Certainly one of the most common approaches currently in vogue in financial planning is goals based planning. This approach intends to go beyond simply investing to make (and hopefully not lose) money to incorporating a person’s goals into the investment selection and process. This has always sounded good to me, though in practice it does not always work the way you think it should or as well as it might.
However, lately it seems increasingly clear that not everyone is suited to goals based planning. This should come as no surprise as many investors have always seemed to focus on performance and returns and avoid the complexities in goals based planning. Another group of investors we have seen of late are those who profess not to have any goals. These tend to be older persons with substantial assets and/or income who do not have an immediate family. Absent what may be termed natural objects of affection (such as children and grandchildren) these investors are not really looking toward the future in any specific way. When coupled with a lack of charitable interests, focusing on goals is difficult if not irrelevant. Wait a minute, you say, what about long term care and medical costs as one ages or what about moving to a better climate or other goals older persons typically pursue? Well, with all of the income and assets available to these investors, they have no worries on that score and although we can show them a financial plan confirming their beliefs, that really is not adding value for them.

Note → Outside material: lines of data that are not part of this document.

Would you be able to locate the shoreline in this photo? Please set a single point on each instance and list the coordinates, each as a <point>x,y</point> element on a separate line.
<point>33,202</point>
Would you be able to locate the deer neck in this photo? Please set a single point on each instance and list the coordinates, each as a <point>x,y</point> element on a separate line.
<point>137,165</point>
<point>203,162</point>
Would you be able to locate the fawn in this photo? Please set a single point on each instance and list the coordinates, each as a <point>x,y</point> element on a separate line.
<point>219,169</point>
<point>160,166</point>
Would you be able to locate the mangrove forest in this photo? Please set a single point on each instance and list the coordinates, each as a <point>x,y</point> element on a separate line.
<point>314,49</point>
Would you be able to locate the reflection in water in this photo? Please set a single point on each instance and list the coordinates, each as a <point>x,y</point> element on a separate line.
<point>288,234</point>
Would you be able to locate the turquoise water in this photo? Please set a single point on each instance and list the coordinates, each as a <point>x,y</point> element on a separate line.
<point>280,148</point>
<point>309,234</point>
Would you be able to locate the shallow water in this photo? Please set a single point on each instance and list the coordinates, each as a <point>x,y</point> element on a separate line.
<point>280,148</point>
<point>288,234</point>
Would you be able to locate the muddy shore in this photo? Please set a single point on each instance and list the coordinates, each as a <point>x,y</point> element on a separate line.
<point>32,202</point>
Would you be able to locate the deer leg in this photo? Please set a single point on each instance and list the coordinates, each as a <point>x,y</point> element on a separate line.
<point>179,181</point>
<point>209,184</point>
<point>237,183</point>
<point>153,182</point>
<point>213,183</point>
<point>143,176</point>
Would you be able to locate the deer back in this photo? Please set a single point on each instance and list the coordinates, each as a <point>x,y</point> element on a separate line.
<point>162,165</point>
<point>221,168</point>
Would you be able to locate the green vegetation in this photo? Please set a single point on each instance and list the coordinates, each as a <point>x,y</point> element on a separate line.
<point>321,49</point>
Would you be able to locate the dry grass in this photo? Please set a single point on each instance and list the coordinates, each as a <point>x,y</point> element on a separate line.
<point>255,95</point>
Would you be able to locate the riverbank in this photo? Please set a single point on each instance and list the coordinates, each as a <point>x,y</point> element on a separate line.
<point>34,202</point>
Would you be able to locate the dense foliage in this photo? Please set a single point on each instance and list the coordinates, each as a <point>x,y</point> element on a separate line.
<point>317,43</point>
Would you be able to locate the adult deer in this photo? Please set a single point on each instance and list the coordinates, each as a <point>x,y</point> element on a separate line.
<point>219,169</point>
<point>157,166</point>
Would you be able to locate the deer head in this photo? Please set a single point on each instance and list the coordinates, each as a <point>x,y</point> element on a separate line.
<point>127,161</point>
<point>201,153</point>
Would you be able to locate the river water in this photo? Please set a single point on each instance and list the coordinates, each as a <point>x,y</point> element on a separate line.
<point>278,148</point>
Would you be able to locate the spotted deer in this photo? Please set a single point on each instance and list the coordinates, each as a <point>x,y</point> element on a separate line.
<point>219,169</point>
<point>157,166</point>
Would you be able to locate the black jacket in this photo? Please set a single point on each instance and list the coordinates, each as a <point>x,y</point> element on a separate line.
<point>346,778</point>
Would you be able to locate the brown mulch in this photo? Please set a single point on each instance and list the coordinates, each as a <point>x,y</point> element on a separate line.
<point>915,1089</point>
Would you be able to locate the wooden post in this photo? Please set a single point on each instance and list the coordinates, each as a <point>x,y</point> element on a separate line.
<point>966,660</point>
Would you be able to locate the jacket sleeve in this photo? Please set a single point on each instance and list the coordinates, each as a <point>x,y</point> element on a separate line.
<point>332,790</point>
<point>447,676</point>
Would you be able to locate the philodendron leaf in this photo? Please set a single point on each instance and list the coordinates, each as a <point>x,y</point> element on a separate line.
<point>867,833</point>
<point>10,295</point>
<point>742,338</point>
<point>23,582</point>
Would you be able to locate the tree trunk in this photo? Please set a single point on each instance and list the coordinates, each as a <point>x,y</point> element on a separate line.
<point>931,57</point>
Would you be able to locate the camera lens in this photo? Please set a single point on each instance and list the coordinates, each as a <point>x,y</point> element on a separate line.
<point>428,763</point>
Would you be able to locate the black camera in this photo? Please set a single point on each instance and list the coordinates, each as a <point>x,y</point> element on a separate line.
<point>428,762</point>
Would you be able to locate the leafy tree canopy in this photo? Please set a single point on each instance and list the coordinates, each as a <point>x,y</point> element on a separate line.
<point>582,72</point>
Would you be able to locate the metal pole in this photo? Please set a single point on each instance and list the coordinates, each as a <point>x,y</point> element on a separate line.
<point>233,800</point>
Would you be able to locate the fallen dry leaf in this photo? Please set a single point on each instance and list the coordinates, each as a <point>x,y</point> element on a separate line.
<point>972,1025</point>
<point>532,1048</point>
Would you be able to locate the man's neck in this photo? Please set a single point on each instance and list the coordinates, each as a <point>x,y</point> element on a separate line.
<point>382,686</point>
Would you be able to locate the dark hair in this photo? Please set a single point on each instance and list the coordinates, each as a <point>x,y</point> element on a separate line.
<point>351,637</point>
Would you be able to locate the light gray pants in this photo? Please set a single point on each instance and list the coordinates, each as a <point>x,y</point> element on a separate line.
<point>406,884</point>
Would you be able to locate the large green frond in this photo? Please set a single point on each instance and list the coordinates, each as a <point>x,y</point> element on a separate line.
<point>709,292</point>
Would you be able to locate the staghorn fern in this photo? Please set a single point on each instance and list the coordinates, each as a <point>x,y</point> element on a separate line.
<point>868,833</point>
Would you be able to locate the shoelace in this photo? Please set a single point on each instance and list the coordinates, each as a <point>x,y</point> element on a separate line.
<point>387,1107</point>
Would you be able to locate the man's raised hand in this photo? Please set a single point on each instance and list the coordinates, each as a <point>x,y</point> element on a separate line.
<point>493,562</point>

At this point in time there doesn’t seem to be any shining, ideal solution for these clients. Sure, we can nudge them into making a will and providing that whatever remains at end of plan goes somewhere, even if it is simply to the taxing authorities. Believe it or not, some of these types of clients haven’t really done any significant thinking or planning on this score, leaving qualified plan assets and insurance proceeds to their estates instead of individuals or maybe a trust. A few clients have made their “goal” be a specified value of an estate at death (what they did NOT spend on themselves or others). That is not really a solution since it leaves unanswered where the money might best be used or why they worked so hard to make it through employment and investments if there was not a purpose other than some number. It sure makes one think.